Bien des années plus tard, face au peloton d'exécution,
le colonel Aureliano Buendia devait se rappeler ce lointain après-midi
au cours duquel son père l'avait emmené découvrir
la glace. Macondo était alors un village de vingt maisons en
glaise et en roseaux, construites au bord d'une rivière dont
les eaux diaphanes roulaient sur un lit de pierres polies, blanches,
énormes comme des oeufs préhistoriques. Le monde était
si récent que beaucoup de choses n'avaient pas encore de nom
et pour les mentionner, il fallait les désigner du doigt. Tous
les ans, vers le mois de mars, une famille de Gitans déguenillés
plantait sa tente près du village et, dans un grand tintamarre
de fifres et de tambourins , faisait connaîre des nouvelles
inventions. D’abord ils apportèrent l'aimant. Un gros
Gitan à la barbe broussailleuse et aux mains de moineau, qui
répondait au nom de Melquiades, fit une truculente démonstration
en public de ce que lui-même appelait la huitième merveille
du monde des savants alchimistes de Macédoine. Il passa de
maison en maison, traînant derrière lui deux gros lingots
de métal, et tout le monde fut saisi d’effroi à
voir les chaudrons, les poêles, les tenailles et les chaufferettes
tomber tout seuls de la place où ils se trouvaient, le bois
craquer à cause des clous et des vis qui essayaient désespérément
de s'en arracher, et même les objets perdus depuis longtemps
apparaissaient là où on les avait le plus cherchés,
et se traînaient en débandade turbulente derrière
les fers magiques de Melquiades. "Les choses ont une vie bien
à elles, clamait le Gitan avec un accent guttural; il faut
réveiller leur âme, toute la question est là".

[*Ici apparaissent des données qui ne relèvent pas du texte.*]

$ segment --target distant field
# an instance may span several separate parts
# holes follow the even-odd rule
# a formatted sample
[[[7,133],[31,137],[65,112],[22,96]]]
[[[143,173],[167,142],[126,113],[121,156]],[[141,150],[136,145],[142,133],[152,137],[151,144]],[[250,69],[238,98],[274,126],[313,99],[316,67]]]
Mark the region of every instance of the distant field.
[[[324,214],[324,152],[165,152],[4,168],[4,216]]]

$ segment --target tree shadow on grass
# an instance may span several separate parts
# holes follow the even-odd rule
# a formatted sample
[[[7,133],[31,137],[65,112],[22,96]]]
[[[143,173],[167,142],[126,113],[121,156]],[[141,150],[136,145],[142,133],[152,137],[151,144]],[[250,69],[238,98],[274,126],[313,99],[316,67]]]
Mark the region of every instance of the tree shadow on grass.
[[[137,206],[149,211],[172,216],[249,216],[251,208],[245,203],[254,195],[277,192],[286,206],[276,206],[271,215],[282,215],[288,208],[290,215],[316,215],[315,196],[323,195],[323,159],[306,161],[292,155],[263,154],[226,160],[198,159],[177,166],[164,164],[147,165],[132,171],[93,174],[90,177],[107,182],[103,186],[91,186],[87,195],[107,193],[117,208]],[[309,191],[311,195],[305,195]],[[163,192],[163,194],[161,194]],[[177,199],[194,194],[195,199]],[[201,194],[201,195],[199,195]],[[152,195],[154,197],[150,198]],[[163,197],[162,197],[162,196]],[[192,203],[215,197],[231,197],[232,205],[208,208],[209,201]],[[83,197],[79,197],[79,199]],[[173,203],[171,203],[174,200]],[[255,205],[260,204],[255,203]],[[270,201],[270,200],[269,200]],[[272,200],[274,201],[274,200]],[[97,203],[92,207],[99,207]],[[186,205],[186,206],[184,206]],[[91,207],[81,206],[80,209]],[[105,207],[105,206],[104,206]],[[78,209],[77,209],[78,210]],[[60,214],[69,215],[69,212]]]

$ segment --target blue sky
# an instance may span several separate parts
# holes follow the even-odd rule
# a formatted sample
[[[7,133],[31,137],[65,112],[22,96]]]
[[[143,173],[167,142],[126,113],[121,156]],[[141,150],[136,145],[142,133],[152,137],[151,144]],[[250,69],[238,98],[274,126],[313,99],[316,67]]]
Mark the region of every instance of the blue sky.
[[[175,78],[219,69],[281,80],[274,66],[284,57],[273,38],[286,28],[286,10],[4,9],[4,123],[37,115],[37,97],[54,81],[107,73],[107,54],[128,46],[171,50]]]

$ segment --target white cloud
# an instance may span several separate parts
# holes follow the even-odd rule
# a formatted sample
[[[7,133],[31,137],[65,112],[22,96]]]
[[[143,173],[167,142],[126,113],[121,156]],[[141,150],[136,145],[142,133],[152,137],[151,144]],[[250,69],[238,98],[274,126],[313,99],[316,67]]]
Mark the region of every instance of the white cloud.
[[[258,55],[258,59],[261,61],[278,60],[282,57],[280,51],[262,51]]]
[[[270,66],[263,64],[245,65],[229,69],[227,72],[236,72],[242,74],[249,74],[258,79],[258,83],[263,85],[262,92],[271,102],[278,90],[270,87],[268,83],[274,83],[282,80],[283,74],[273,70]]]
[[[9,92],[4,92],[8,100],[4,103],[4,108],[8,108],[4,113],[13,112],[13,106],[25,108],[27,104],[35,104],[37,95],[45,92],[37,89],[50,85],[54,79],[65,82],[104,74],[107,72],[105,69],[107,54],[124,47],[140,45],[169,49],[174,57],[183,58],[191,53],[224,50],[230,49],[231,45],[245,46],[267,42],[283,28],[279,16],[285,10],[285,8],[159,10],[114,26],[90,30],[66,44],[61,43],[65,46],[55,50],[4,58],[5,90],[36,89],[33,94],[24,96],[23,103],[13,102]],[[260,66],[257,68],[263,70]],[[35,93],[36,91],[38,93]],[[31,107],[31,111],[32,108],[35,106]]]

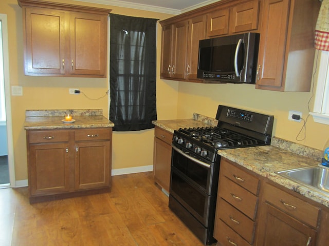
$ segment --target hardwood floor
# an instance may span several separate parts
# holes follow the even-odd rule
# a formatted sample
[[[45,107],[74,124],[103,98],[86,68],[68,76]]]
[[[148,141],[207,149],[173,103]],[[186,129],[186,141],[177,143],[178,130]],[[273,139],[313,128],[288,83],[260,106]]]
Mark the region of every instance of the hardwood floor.
[[[112,178],[109,193],[33,204],[27,188],[0,190],[0,245],[203,245],[170,211],[152,172]]]

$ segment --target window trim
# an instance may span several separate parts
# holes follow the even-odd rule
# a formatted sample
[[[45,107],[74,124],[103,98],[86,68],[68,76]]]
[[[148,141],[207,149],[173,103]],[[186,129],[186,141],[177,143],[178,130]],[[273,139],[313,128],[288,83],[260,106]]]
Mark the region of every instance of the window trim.
[[[316,57],[319,60],[316,64],[317,88],[313,112],[309,114],[315,122],[329,125],[329,51],[316,50]]]

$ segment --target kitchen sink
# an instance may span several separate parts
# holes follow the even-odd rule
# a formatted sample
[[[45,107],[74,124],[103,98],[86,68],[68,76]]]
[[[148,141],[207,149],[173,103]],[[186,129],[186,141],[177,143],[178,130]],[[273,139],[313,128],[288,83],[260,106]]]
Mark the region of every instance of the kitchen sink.
[[[276,173],[329,196],[329,169],[313,166]]]

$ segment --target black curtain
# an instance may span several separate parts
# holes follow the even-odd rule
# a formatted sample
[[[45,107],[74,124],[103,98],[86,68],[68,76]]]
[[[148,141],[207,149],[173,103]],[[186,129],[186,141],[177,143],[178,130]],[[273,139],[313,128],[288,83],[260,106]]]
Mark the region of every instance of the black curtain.
[[[157,21],[110,14],[109,119],[114,131],[154,127]]]

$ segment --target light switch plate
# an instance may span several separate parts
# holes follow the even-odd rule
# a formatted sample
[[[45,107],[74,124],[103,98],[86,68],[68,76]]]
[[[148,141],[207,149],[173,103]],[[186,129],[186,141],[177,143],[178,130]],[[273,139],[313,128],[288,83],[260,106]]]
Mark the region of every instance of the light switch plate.
[[[11,87],[11,95],[12,96],[23,96],[23,87],[22,86],[12,86]]]

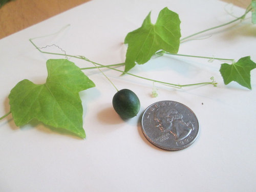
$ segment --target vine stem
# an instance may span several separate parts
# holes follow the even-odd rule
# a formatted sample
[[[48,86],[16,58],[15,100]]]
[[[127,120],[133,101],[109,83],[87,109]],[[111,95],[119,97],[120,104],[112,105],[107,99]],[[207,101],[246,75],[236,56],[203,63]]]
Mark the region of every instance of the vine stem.
[[[177,54],[177,53],[171,53],[167,52],[164,51],[164,50],[161,50],[161,51],[160,51],[156,52],[156,55],[161,56],[162,54],[163,54],[164,53],[165,53],[165,54],[167,54],[168,55],[181,56],[183,56],[183,57],[196,57],[196,58],[204,58],[204,59],[216,59],[216,60],[219,60],[230,61],[230,62],[234,62],[234,59],[227,59],[227,58],[224,58],[210,57],[206,57],[206,56],[203,56],[184,55],[184,54]]]
[[[179,84],[170,83],[168,83],[168,82],[164,82],[164,81],[156,80],[154,80],[154,79],[150,79],[150,78],[148,78],[143,77],[141,77],[140,76],[136,75],[133,74],[132,73],[128,73],[128,72],[126,72],[124,71],[119,70],[118,70],[117,69],[113,68],[112,67],[109,67],[109,66],[105,66],[105,65],[102,65],[102,64],[100,64],[100,63],[97,63],[96,62],[93,61],[92,61],[92,60],[88,59],[86,57],[84,57],[83,56],[82,56],[82,55],[69,55],[69,54],[67,54],[52,53],[52,52],[46,52],[46,51],[41,51],[40,49],[40,48],[39,48],[37,46],[36,46],[36,45],[33,42],[32,40],[34,39],[35,39],[35,38],[29,39],[29,41],[31,42],[31,44],[39,52],[40,52],[42,53],[49,54],[55,55],[65,56],[66,57],[73,57],[73,58],[77,58],[77,59],[84,60],[86,60],[87,61],[88,61],[88,62],[90,62],[93,63],[94,65],[97,65],[97,67],[99,66],[101,68],[106,68],[108,69],[111,69],[111,70],[115,70],[115,71],[121,72],[121,73],[122,73],[123,74],[127,74],[127,75],[131,75],[131,76],[133,76],[134,77],[136,77],[139,78],[141,78],[141,79],[144,79],[144,80],[149,80],[149,81],[153,81],[153,82],[158,82],[158,83],[160,83],[161,84],[163,84],[168,86],[171,86],[171,87],[174,87],[174,88],[179,88],[179,89],[180,89],[180,88],[181,88],[182,87],[184,87],[193,86],[198,86],[198,85],[203,85],[203,84],[212,84],[212,85],[214,85],[214,86],[216,87],[216,84],[217,84],[217,83],[215,82],[215,81],[214,80],[214,79],[213,79],[212,80],[212,81],[210,81],[210,82],[201,82],[201,83],[186,84]],[[111,65],[110,66],[111,66],[113,67],[113,66],[116,66],[116,65],[117,65],[117,65],[121,65],[121,64],[122,63],[114,64],[114,65]],[[97,67],[96,67],[95,68],[97,68]],[[80,69],[87,69],[87,68],[80,68]],[[93,69],[93,68],[90,68],[90,69]]]
[[[5,117],[7,116],[8,115],[10,115],[11,113],[11,112],[10,111],[8,113],[7,113],[5,115],[2,116],[0,117],[0,120],[2,120],[4,119]]]
[[[203,30],[203,31],[199,31],[197,33],[194,33],[191,35],[188,35],[185,37],[184,37],[184,38],[182,38],[180,39],[180,42],[182,42],[182,41],[184,41],[184,40],[186,40],[190,37],[193,37],[194,36],[196,36],[196,35],[199,35],[199,34],[201,34],[201,33],[204,33],[206,31],[210,31],[210,30],[214,30],[214,29],[217,29],[217,28],[219,28],[220,27],[224,27],[224,26],[227,26],[228,25],[229,25],[229,24],[231,24],[233,23],[234,23],[236,22],[237,22],[238,20],[243,20],[244,19],[244,18],[245,17],[245,16],[247,15],[247,14],[248,13],[249,13],[250,11],[251,11],[251,10],[252,10],[252,8],[251,7],[251,5],[250,4],[250,5],[247,8],[246,11],[245,11],[245,12],[244,13],[244,14],[242,16],[241,16],[240,17],[238,17],[236,19],[234,19],[234,20],[232,20],[229,22],[227,22],[227,23],[226,23],[224,24],[222,24],[222,25],[218,25],[218,26],[215,26],[215,27],[211,27],[210,28],[209,28],[209,29],[205,29],[204,30]]]

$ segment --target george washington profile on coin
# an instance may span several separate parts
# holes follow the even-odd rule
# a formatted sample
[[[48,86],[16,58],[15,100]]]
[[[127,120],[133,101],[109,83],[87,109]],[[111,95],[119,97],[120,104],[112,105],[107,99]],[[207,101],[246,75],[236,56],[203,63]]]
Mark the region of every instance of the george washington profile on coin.
[[[183,116],[174,106],[161,106],[154,113],[156,127],[165,134],[167,132],[172,134],[177,141],[188,137],[194,129],[193,124],[189,121],[185,122]]]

José Arcadio Buendia, dont l'imagination débordante
allait toujours plus loin que le génie de la Nature, quand
ce n'était pas plus loin que les miracles et la magie, pensa
qu'il était possible de se servir de cette invention inutile
pour extraire l'or des entrailles de la terre. Melquiades, qui était
un homme honnête, le mit en garde "Ca ne sert pas à
ça." Mais José Arcadio Buendia, en ce temps-là,
ne croyait pas à l'honnêteté des Gitans, et il
troqua son mulet et un troupeau de chèvres contre les deux
lingots aimantés. Ursula Iguaran, sa femme, qui comptait sur
ces animaux pour accroître le maigre patrimoine domestique,
ne parvint guère à l'en dissuader. "Très
vite, nous aurons plus d'or qu'il n'en faut pour paver toute la maison",
rétorqua son mari. Pendant plusieurs mois, il s'entêta
à vouloir démontrer la justesse de ses prévisions.

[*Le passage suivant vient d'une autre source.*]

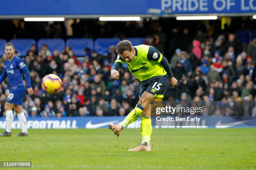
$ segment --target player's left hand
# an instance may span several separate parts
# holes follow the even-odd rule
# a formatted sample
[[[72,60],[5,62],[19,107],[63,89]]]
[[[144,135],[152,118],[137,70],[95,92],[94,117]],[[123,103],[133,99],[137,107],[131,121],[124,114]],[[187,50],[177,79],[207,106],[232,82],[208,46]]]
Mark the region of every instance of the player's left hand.
[[[33,95],[34,94],[34,90],[33,90],[33,89],[32,88],[28,88],[27,90],[29,95]]]
[[[173,77],[170,78],[170,84],[172,87],[172,88],[174,88],[175,85],[178,84],[178,80],[174,77]]]

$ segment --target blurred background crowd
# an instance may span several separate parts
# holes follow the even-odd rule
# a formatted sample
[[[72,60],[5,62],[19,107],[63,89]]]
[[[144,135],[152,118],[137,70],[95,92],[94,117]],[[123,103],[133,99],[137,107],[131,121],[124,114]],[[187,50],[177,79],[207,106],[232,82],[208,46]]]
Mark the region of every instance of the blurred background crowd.
[[[0,38],[7,40],[146,37],[144,44],[156,47],[166,58],[179,81],[178,86],[167,90],[164,100],[233,103],[246,101],[250,106],[246,115],[256,116],[253,102],[256,101],[256,26],[255,21],[248,18],[234,18],[225,24],[219,20],[185,22],[164,18],[157,21],[106,23],[74,20],[69,34],[63,22],[25,24],[22,21],[1,21],[0,26],[2,25],[8,26],[1,27],[8,29],[5,32],[8,33],[1,35]],[[32,45],[24,58],[35,91],[33,96],[24,97],[23,108],[27,116],[123,116],[137,103],[140,82],[129,72],[127,65],[124,64],[120,70],[120,80],[111,78],[110,70],[117,56],[114,45],[110,47],[107,55],[85,49],[86,56],[79,58],[74,56],[69,46],[63,51],[55,50],[52,53],[47,45],[40,49]],[[0,59],[1,73],[6,59],[4,55]],[[41,80],[48,74],[56,74],[62,80],[63,86],[57,95],[50,95],[42,90]],[[4,115],[8,93],[6,80],[0,84],[0,116]],[[228,108],[235,109],[234,105]],[[205,110],[204,115],[241,114],[233,109],[229,112],[225,109],[217,105],[214,109],[217,111]]]

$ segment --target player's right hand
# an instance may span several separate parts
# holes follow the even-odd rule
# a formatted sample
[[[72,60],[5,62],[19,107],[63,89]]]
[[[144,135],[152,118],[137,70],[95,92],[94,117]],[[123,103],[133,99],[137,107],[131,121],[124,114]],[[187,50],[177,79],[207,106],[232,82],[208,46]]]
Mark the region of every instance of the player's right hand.
[[[119,72],[118,71],[113,70],[111,71],[111,77],[114,80],[118,80],[119,79]]]
[[[29,95],[33,95],[34,94],[34,90],[33,90],[33,89],[32,88],[28,88],[27,89],[28,90],[28,92]]]

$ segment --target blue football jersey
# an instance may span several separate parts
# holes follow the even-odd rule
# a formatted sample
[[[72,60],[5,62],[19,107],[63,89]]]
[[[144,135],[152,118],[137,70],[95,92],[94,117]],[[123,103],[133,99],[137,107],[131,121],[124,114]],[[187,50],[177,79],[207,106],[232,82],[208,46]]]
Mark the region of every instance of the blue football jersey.
[[[23,85],[23,73],[22,70],[27,69],[24,61],[16,56],[15,56],[10,62],[6,60],[5,62],[4,69],[8,76],[10,87]]]

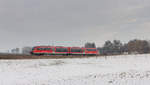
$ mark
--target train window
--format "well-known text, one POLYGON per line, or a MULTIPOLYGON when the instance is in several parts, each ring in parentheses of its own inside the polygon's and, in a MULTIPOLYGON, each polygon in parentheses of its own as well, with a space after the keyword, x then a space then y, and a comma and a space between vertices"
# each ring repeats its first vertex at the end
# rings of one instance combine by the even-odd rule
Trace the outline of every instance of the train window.
POLYGON ((79 49, 79 48, 71 48, 71 52, 82 52, 82 49, 79 49))
POLYGON ((67 48, 56 48, 56 52, 68 52, 67 48))
POLYGON ((86 49, 87 51, 96 51, 96 49, 86 49))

Il passa la région au peigne fin, y copris le fond de la rivière,
traînant les deux lingots de fer et récitant à
haute voix les formules qu'avait employées Melquiades. La seule
chose qu'il parvint à déterrer fut une armure du XV°
siècle dont tous les éléments étaient
soudés par une carapace de rouille et qui sonnait creux comme
une énorme calebasse pleine de cailloux. Quand José
Arcadio Buendia et les quatre hommes de son expédition réussirent
à désarticuler l'armure, ils trouvèrent à
l'intérieur un squelette calcifié portant autour du
cou un médaillon en cuivre qui renfermait une mèche
de cheveux de femme.
En mars, les Gitans revinrent. Cette fois ils apportaient une longue
vue et une loupe de la taille d'un tambour, qu’ils présentèrent
comme la dernière découverte des juifs d'Amsterdam.

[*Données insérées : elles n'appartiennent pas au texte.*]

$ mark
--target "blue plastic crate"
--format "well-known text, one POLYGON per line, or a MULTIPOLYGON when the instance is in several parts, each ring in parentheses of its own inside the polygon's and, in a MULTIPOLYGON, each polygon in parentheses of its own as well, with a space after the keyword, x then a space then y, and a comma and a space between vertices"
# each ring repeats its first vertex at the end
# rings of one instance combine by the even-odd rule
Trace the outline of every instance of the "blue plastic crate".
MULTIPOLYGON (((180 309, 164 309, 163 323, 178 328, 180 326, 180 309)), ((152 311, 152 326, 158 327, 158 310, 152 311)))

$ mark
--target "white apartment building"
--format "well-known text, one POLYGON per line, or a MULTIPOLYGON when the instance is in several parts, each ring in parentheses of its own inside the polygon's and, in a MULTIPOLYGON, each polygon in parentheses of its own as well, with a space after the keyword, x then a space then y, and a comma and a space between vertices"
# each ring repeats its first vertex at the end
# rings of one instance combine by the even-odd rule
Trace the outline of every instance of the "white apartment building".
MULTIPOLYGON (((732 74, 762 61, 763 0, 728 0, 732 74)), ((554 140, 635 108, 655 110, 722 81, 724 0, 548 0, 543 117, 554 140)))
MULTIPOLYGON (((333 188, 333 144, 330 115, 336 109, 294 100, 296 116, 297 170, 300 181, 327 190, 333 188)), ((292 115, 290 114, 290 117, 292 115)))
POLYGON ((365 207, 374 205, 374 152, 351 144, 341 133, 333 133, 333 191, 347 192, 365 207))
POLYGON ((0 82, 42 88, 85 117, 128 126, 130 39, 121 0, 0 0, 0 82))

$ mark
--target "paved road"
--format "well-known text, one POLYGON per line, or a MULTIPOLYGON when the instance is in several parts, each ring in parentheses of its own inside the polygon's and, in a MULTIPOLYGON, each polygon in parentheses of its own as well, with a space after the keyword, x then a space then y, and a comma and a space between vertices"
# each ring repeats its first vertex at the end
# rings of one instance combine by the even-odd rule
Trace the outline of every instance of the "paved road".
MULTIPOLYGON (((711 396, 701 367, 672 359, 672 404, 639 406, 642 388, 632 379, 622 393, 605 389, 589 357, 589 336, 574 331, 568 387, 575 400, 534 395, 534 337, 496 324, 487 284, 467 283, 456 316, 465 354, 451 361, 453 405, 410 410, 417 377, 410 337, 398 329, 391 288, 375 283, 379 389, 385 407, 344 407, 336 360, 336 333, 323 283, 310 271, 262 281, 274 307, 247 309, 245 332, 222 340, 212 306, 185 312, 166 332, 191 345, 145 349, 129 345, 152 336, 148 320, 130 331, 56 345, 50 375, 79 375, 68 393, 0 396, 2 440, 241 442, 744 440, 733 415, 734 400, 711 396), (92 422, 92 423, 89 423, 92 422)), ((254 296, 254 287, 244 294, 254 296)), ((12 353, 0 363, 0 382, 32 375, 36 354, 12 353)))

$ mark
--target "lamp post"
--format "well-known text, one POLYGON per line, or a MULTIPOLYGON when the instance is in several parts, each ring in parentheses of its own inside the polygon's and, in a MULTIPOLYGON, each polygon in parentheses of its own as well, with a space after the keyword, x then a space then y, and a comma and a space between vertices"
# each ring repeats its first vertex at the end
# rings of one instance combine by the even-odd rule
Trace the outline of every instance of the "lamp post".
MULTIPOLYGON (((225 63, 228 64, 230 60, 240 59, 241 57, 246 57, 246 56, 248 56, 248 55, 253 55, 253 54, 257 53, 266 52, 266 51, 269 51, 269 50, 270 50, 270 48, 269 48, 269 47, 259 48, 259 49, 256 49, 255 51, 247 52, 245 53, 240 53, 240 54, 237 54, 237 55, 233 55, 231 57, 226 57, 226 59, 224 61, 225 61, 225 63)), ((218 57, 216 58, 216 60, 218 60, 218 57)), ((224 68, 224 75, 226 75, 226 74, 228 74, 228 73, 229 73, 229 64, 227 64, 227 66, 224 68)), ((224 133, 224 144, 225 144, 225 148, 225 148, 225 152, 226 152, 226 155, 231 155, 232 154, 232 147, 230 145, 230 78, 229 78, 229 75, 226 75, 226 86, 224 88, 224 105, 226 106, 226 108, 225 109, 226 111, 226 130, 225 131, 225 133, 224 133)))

Ils firent s’asseoir une Gitane à un bout du village
et installèrent la lunette à l'entrée de la tente.
Moyennant cinq réaux les gens se plaçaient devant la
lunette et pouvaient voir la Gitane comme si elle se trouvait à
portée de main. "La science a effacé les distances",
claironnait Melquíades. "D’ici peu, l'homme pourra
voir ce qui se passe dans n’importe quel endroit de la terre,
sans avoir à se déplacer de chez lui."